Na tarde desta terça-feira (24), após a chuva voltar a dar uma trégua, foi retomado o trabalho de resgate de vítimas das ocorrências no Parque Burnier, Morro do Imperador e Paineiras, locais que estão entre os mais afetados pelo temporal que atingiu Juiz de Fora. De acordo com o Major Demétrio Goulart, do Corpo de Bombeiros, mais duas mortes foram confirmadas no Parque Burnier, Zona Sudeste. Logo, a corporação já registrou 21 óbitos na cidade. Ao todo, 113 militares estão mobilizados somente nos trabalhos em Juiz de Fora. Em Ubá, até a última atualização, sete óbitos haviam sido divulgados.
A Defesa Civil de Juiz de Fora atualizou o número de ocorrências em decorrência da chuva. Até o final da tarde desta terça foram 536 em 24 horas, e 965 em todo o mês de fevereiro. O número de mortes ainda será divulgado pela Prefeitura.
Após a pausa nas buscas no início da tarde, por conta da volta das chuvas, o Corpo de Bombeiros retomou as atividades no Bairro Parque Burnier e encontrou pelo menos mais dois corpos nesta tarde, somando dez pessoas resgatadas com vida e sete mortes confirmadas no local.
Moradores e parentes acompanham as buscas pelos desaparecidos em desespero. Débora Penna, 39 anos, moradora do bairro, conta que conhece desde a sua infância as pessoas que estão desaparecidas. “É muito triste ver tudo acabar. A gente nunca imagina que vai acontecer com a gente. Eu escutei o barulho, vi que tinha muito barro e corri. Minha amiga e o filho dela estavam soterrados. Eles foram para o hospital, ela está bem, mas perdeu o filho”.
No local, duas retroescavadeiras auxiliam as equipes na remoção de terra.
Região central
Ainda nesta tarde, após a chuva cessar, as equipes de bombeiros também retomaram as atividades de busca e a retirada de terra e de destroços das residências atingidas próximas ao Morro do Cristo – ou Morro do Imperador, na região central.

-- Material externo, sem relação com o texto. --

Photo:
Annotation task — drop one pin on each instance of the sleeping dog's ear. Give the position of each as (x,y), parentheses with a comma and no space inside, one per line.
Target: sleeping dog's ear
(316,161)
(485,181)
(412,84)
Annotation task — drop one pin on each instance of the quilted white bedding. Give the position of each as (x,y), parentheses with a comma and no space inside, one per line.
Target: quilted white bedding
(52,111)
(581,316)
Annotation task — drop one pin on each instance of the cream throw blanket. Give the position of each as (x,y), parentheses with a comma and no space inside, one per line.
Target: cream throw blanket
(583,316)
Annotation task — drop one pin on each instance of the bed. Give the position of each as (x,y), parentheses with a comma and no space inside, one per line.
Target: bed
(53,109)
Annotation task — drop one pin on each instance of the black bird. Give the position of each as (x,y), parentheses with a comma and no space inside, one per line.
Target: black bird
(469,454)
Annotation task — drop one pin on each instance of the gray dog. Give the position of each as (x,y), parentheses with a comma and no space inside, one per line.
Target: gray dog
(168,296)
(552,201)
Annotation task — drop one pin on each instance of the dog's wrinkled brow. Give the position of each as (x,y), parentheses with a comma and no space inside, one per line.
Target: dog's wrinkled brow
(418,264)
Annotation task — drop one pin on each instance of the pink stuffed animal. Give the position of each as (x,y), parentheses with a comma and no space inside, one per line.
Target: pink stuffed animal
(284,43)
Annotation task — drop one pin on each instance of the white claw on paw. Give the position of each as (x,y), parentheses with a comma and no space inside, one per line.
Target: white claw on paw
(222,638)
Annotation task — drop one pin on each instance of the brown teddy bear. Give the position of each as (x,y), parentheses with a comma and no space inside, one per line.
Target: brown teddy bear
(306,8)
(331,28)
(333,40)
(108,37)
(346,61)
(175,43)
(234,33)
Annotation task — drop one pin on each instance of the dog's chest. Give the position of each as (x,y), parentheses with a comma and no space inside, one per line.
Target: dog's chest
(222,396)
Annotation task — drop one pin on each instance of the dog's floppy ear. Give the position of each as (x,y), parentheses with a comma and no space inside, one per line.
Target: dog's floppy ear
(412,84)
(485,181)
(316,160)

No Bairro Paineiras, na mesma região, Firmino de Souza Neto, 58 anos, auxiliava um grupo de pessoas que tentava resgatar o corpo de um rapaz soterrado, quando a chuva voltou a se intensificar no início da tarde desta terça. “Isso prejudicou bastante, tivemos que parar. Podemos até virar vítimas também, porque o ambiente tem bastante terra e pedra. Tem risco de correr para cima da máquina, então, está difícil chegar até lá”.
Devido ao deslizamento no Morro do Cristo, ainda nesta tarde, Odério Filho, de 63 anos, junto de seus pais idosos, precisou deixar a sua casa, que fica de frente para a área atingida. Sua mãe, uma idosa com Alzheimer, precisou ser transferida com o auxílio de uma ambulância.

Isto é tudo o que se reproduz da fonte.